Last night, we happened upon Independent Lens on PBS. They were airing the documentary "Bully." I own this movie. But I haven't watched it yet. Because it hurts my heart to see meanness. It hurts my heart to see people hurting.
I don't like how angry I feel toward the kid doing the bullying. Or how angry I feel toward the parent who is trying their best but doesn't realize they are also putting down their child. Or how angry I feel toward the administrators and elected officials who brush all of it off or who blame the victim.
I don't like to see a child struggle. To see the look on their face when they try to tell someone and are shut down. To watch as they try to figure out how to handle this situation - with laughter or with tears or fighting back.
Or by ending their life. Because they don't know what else to do.
And it got me thinking.
This isn't just something that happens in middle school or high school or elementary school. This spirit of selfishness runs throughout society these days.
Just like the vice principal who wants to look like she's taking action and being firm - her selfish desire is about how she comes across. She doesn't seek to do what is right by the students who are being harmed.
Just like the bully who wants to feel powerful.
Just like the parent who wants to push their child to open up, to push their child to stand up for themselves.
Our selfish hearts get in the way of so much.
Our desire to be strong. Powerful. Above. Over. Bigger.
We do it as adults. In our workplaces, in our families, in our churches, in our online groups, amongst our friends. We want to be in control, on top, in the know, part of the loop - at all costs, sometimes.
Our desire for instant gratification is fueled by that selfishness. We want to feel big and powerful and best and we want to feel it RIGHT NOW. So we make choices that hurt others in order to get what we want to feel. Even if it is short lived. And then we move on to another target and another and another - all so we can keep feeling "on top" and not lose our status.
We fear stepping back from that terrifying yet comfortably routine place where we gossip and spread doubt and plant seeds of negativity all around us... hoping that maybe if we make everyone else look at least a little bad, we will somehow look brighter.
Maybe you are shaking your head right now and saying that it just isn't like that once you grow up.
Or maybe you are afraid to look at your circle... or to look at yourself.
What if our greatest desire really and truly was about seeking to serve and love others? What would that look like?
In the movie, there were times that I was yelling at the TV - "Mom! HUG YOUR KID RIGHT NOW!" "Bus driver! PULL OVER AND STOP THEM!" "Administrator! BE HIS CHAMPION!"
And I realized...
My heart yells like that every day.
When I see someone post judgemental stuff on Facebook about the guy on the street corner begging with his cardboard sign.
When I hear about private groups of online friends who spend their time laughing at and making fun of others.
When I'm in a conversation and the topic turns to disparaging someone I know.
When I find myself participating in that conversation.
When I hear myself fight with my husband or yell at my child.
When I think of a family member and roll my eyes or groan at the thought of spending time with them.

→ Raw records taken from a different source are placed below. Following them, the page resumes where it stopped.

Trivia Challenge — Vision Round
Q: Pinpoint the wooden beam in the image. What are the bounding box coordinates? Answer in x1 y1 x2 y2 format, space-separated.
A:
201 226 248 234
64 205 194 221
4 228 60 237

When I spend time with a group of people - any group - and in any way come away feeling like I'm somehow better than they are.
I'm just as guilty as any other person.
I sometimes think the difference is that it eats me up inside. I can't live with myself when I find myself drowning in those kind of behaviors and conversations and thoughts.
But I want people to like me and they will like me if I agree with them. I want to be accepted. I want people to think I'm pretty and loving and generous and authentic and I want them to see certain things in me that maybe I don't even really see in myself. So I try to fill that gap... and instead of filling it with love, if I'm not careful, I can easily fill it with yucky stuff.
While kids might be more physical with their bullying and might use words and language that is more directly cruel, we adults certainly know how to smoothly cut someone down with a glare or a few choice words. We know how to ruin someone's reputation, weaken their support network... turn their friends against them.
We all have to get real. Right now. If we want kids to stop bullying... if we want kids to be kind to one another... if we want kids to stand up for each other... if we want kids to be friends with everyone...
If we want to be able to teach them to be that way and we want to demonstrate for them how to be that way...
We have to authentically live that way first.
I certainly don't do this perfectly. But I do want to challenge you.
Look inside your heart. Are you being a bully? Are you making excuses for your selfish behavior? Are you trying to fit in by being mean? Are you afraid to stand up because then you become the target?
Do you feel good about how you treat others? Really and truly? All others?
Step 1 is to recognize in ourselves what we are afraid of identifying, afraid of recognizing.
Step 2 is to change that behavior. To not go there anymore.
Step 3? Well, I think it's to try and help shape other people's behavior. To encourage them to make changes, too. To stand up against wrong and hurtful choices.
Step 4? More hugs. Lots more hugs and healing and loving ourselves and loving each other. Serving each other. Loving each other. Choosing to see beauty and positivity in everyone around us.
But most important is step 1. Being really and truly and deeply honest with ourselves about how we behave, how we treat others, what we think about others, what we say about others.